March 22, 2020

The most stressful month of school isn’t January, with all it’s finals, or May, with all of its AP tests – it’s March, the one month per each school year where students have no days off. The period of school without break extends from the end of midwinter break in February to the start of Spring Break in the middle of April, a full 7 weeks without even a three day weekend. Why do we get a week-long break in February, but not in March? It’s a seemingly unsolvable situation, because if we were to just add a week-long break in March, school would not only continue until the start of July, but we’d have one less week to prepare for AP tests. However, the problem isn’t completely without an answer:
What if, instead of having these random breaks scattered throughout the year, we had a more normalized schedule? Instead of 1 two-week winter break, 2 one-week breaks in the spring, 1 ten-week summer break, and a variety of three day weekends, we could make each month approximately the same. The school year would start in the third week of July and take off one week in each consecutive month until May, when summer break started.

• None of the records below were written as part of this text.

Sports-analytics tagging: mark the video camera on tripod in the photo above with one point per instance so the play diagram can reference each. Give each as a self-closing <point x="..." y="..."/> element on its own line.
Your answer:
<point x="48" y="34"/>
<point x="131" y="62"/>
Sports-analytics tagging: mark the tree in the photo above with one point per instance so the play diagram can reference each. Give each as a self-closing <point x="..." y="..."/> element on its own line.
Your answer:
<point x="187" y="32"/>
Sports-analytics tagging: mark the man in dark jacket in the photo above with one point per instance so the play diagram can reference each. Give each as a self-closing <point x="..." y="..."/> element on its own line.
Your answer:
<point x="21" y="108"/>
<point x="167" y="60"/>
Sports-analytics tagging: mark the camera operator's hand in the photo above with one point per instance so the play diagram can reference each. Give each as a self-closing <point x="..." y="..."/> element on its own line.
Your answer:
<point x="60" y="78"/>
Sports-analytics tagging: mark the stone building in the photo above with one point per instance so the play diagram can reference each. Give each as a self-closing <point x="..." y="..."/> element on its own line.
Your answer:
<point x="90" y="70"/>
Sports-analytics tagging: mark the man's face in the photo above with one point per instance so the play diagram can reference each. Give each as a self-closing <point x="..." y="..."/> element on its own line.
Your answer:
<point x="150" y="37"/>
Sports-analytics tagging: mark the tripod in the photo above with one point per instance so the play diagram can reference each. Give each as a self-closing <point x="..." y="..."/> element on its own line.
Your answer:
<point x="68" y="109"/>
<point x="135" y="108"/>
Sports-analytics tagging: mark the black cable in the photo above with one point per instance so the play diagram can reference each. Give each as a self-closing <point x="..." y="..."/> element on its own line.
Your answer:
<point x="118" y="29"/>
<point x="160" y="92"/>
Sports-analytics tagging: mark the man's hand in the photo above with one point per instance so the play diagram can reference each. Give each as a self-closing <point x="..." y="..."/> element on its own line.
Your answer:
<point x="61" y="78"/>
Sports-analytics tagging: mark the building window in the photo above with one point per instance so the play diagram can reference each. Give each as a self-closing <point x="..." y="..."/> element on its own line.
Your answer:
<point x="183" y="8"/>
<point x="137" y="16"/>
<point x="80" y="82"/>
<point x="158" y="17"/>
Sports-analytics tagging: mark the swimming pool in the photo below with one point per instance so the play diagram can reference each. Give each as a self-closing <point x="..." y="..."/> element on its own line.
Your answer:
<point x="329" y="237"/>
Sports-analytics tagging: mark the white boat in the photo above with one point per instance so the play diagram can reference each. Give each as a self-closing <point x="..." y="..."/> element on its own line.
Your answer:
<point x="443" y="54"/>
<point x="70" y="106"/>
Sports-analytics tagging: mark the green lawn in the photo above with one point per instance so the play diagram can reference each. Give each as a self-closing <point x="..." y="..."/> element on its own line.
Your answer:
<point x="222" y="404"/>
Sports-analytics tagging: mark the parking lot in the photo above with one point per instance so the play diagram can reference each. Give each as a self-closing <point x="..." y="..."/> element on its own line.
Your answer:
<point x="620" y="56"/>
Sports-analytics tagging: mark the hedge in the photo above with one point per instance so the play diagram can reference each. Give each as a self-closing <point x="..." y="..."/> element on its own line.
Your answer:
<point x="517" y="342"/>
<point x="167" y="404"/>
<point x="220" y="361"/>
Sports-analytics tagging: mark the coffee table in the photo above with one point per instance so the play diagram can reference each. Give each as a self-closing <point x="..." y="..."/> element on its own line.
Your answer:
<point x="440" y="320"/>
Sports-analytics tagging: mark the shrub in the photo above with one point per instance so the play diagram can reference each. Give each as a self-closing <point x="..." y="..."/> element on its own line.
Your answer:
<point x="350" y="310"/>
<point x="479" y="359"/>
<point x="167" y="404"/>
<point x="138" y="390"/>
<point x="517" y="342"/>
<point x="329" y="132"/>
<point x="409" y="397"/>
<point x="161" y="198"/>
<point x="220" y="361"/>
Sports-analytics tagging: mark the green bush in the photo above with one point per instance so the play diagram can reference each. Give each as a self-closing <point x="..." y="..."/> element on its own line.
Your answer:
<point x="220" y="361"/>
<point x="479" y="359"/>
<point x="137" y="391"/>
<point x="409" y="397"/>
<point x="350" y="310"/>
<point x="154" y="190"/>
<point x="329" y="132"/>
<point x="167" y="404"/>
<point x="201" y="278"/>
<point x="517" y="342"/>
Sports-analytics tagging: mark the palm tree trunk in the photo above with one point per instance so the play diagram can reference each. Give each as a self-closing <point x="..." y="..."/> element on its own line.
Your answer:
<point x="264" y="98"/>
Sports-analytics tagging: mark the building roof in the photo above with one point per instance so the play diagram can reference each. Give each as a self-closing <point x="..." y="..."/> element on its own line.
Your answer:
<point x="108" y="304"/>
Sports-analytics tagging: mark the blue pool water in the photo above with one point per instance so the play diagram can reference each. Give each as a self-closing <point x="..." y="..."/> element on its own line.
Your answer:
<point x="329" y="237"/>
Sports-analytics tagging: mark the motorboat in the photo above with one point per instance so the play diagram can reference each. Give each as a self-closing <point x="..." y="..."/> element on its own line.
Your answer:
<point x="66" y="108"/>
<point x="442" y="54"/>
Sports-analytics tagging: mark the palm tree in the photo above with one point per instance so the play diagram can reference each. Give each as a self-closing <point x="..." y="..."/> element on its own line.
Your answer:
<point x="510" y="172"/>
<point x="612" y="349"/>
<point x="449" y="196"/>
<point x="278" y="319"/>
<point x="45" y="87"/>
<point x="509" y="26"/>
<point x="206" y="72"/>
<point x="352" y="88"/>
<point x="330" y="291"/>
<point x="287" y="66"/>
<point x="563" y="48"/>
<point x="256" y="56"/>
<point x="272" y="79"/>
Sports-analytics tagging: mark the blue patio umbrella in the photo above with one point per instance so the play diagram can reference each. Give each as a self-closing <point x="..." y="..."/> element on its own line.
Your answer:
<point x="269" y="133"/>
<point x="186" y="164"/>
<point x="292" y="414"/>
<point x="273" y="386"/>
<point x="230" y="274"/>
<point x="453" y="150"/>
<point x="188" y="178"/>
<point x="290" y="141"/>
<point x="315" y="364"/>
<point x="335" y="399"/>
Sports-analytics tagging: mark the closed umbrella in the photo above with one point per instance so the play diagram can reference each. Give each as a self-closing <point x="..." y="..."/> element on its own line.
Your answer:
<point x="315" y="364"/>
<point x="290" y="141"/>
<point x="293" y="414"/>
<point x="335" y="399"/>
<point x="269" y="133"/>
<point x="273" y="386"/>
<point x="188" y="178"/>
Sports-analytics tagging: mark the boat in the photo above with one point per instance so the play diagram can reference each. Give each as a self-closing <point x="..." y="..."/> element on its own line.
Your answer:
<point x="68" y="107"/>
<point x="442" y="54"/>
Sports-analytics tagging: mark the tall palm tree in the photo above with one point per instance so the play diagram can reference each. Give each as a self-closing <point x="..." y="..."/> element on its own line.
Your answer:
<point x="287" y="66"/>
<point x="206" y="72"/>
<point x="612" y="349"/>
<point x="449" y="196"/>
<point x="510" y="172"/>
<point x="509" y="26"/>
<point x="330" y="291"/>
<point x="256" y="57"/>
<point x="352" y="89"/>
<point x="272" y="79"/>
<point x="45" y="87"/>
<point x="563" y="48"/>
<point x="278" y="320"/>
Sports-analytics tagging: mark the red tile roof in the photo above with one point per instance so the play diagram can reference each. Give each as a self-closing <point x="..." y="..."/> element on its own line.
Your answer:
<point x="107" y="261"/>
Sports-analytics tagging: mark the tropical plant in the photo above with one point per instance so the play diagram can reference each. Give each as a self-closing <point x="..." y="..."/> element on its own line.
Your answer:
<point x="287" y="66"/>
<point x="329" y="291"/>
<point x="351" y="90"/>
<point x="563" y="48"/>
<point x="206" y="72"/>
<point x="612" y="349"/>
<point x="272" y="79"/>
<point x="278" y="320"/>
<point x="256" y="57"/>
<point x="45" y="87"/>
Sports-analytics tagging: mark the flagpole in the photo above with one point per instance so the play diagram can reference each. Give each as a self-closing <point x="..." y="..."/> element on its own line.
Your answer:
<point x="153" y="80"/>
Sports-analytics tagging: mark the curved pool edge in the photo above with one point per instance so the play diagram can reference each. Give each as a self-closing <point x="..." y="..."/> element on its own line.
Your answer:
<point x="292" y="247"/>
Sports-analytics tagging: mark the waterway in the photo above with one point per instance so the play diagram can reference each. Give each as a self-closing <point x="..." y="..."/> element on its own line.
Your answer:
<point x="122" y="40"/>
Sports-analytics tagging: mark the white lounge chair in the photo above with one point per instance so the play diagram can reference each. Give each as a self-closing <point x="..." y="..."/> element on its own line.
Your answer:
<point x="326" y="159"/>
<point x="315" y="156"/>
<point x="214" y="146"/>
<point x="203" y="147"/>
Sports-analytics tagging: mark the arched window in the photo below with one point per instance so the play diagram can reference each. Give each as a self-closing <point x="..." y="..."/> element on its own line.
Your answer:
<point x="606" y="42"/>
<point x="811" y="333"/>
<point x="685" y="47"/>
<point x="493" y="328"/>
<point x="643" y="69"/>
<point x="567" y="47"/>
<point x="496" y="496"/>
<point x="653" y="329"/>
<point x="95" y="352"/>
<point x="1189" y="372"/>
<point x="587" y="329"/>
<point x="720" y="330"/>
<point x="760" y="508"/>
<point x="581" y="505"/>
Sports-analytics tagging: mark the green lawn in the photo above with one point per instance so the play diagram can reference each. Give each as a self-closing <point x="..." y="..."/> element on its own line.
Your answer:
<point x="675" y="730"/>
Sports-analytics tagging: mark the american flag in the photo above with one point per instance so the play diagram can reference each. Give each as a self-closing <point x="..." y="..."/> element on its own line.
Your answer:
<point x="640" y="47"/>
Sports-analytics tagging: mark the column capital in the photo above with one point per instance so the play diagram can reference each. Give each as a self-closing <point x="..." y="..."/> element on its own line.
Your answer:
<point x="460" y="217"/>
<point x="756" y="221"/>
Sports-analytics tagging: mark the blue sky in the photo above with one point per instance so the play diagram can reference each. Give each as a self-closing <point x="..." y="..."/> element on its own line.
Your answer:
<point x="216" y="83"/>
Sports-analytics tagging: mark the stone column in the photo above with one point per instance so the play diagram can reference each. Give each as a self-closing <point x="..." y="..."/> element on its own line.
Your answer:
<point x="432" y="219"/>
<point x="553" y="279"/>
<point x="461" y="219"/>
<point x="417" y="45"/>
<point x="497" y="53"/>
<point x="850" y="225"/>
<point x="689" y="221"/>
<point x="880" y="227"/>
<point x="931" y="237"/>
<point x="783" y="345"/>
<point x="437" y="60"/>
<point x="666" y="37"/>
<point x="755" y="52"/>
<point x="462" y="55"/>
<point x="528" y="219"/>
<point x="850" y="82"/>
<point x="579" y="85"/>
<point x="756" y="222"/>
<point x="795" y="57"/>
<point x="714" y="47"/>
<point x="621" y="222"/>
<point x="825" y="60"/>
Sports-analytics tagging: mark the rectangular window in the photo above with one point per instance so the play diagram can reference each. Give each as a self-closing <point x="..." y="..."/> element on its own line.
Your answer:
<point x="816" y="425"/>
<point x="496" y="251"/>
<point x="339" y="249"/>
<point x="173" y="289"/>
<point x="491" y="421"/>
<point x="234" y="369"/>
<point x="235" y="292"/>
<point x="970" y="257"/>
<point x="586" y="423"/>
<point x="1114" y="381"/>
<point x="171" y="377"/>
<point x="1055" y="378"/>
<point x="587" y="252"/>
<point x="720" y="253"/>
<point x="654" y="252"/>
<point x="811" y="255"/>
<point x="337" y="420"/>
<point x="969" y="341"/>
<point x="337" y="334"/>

Summer break would last for 7 weeks and winter break, midwinter break, and spring break would all be conserved. With this plan, highlighted on both sides of the page, we would take one week breaks for 11 months and take off all of July for a total of 36 weeks, or 180 days. The longest stretch of school would be the final 5 weeks of school, and with ¼ of each month off, the odds of students missing classes for illness or travel would reduce considerably. At the same time, students would have one full week a month to complete any projects assigned to them, and they’d be at less risk of forgetting information over an extremely long break.
Now, this schedule might sound a bit extreme. School starting in late July and not ending until late May? What happened to a relaxing summer break? What you have to remember when you’re considering this is that, with the exception of July (which is completely off), you get one full week of school off each month. One. Full. Week.